We discussed four main indicators of sector performance in this paper, related to data the Reserve Bank collects on NBDT entities each quarter. The data largely showed that the sector has been performing as anticipated through the sample window; lending activity has increased without heightened risk-taking, investors appear to remain confident in the sector, profitability generally has been satisfactory though declining in recent years for portions of the sector, and sector consolidation trends are largely unfolding as per the experiences of other jurisdictions. Altogether, we find considerable evidence of underlying business model stability following increased regulation starting in 2009.

NBDTs continue to have a different risk profile from banks. In spite of increased regulatory scrutiny, they can have a bigger exposure to risk, largely due to their small size, unique business models, and niche lending markets. Extending this, low or variable profitability means that NBDTs can be more vulnerable to financial stress or may find it more challenging to adequately invest in their systems to keep pace with technology. Similarly, although compliance costs have gone up and remained steady due to the current regulatory framework, this has also come with improved investor confidence. Overall, we have a sector that is performing relatively as expected, with some exceptions regarding entry.

A marked decline in the number of sector participants raises some concern for competition and efficiency

A defining observation for this sector has been the reduction in participants over time. This trend is also evident in Australia and the United States. This is likely a broader phenomenon and not a direct consequence of prudential regulations, although we acknowledge that compliance costs will have increased for NBDTs and this is likely to be deterring entry. We will be highlighting these issues during the Government’s Phase 2 review of the Reserve Bank Act this year, which considers the NBDT regulatory scheme.

No evidence that lending activity has migrated to other lenders or P2P platforms at this stage

Based on current evidence, we do not believe lending activity is migrating away from the NBDT sector in a meaningful way as a result of prudential settings, but the continued rapid growth of Fintech credit markets (especially P2P lending platforms) may change this assessment if they continue to grow rapidly. We also acknowledge that an unintended consequence of increased regulatory scrutiny on deposit takers may have been that wholesale funding has become comparatively cheaper for some large NBDTs, and this is likely driving some exits by larger NBDT finance companies. Further monitoring will be required to better understand the forces driving funding market dynamics for this sector.

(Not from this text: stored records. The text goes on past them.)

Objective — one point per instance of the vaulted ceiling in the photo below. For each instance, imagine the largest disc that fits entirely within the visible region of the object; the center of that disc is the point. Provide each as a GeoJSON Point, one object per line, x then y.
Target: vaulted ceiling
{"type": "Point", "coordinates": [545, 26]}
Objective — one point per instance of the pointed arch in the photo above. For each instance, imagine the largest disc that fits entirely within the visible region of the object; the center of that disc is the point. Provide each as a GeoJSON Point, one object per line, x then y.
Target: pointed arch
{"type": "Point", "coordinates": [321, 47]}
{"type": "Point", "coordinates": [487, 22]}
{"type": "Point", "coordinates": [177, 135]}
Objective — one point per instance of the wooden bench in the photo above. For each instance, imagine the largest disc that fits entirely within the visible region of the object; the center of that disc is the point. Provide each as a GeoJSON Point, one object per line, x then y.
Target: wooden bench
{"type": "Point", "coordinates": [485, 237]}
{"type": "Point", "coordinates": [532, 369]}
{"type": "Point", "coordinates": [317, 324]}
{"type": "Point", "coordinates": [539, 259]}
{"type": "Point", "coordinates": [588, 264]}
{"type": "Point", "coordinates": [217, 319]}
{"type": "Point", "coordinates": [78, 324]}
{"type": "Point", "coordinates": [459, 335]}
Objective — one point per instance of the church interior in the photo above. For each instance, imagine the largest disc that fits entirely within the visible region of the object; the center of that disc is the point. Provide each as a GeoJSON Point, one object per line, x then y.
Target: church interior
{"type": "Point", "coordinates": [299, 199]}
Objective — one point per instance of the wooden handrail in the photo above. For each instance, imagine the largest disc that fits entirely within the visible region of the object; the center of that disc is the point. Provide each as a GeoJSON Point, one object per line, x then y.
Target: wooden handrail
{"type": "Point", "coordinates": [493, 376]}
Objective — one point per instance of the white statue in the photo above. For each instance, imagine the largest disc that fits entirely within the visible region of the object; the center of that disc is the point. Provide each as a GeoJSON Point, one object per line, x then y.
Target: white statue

Taken together, the indicators we have examined point to an NBDT sector that appears to have adjusted reasonably well to increased regulation since 2009, and there are no obvious indications that excessive regulatory costs are adversely affecting the sector. However, there are some lingering concerns about sector consolidation trends and the ability of smaller NBDTs to keep pace with technology and cover strategic risks from a relatively low profit base, but at this stage we do not see need for further intervention. Overall, we conclude that the sector has performed relatively as expected between 2009 and 2018.



  • 1 Registered banks accounted for 97% of outstanding loans in 2018
  • 2 See Tables A2 and A3 in the appendix for details of major regulations introduced in this period that affected NBDTs
  • 3 SBS Bank in 2008; Co-Operative Bank in 2011 and Heartland Bank in 2012.
  • 4 This includes NBDTs and other non-bank lenders that do not take deposits, but instead fund their lending with ‘wholesale funds’ from investors.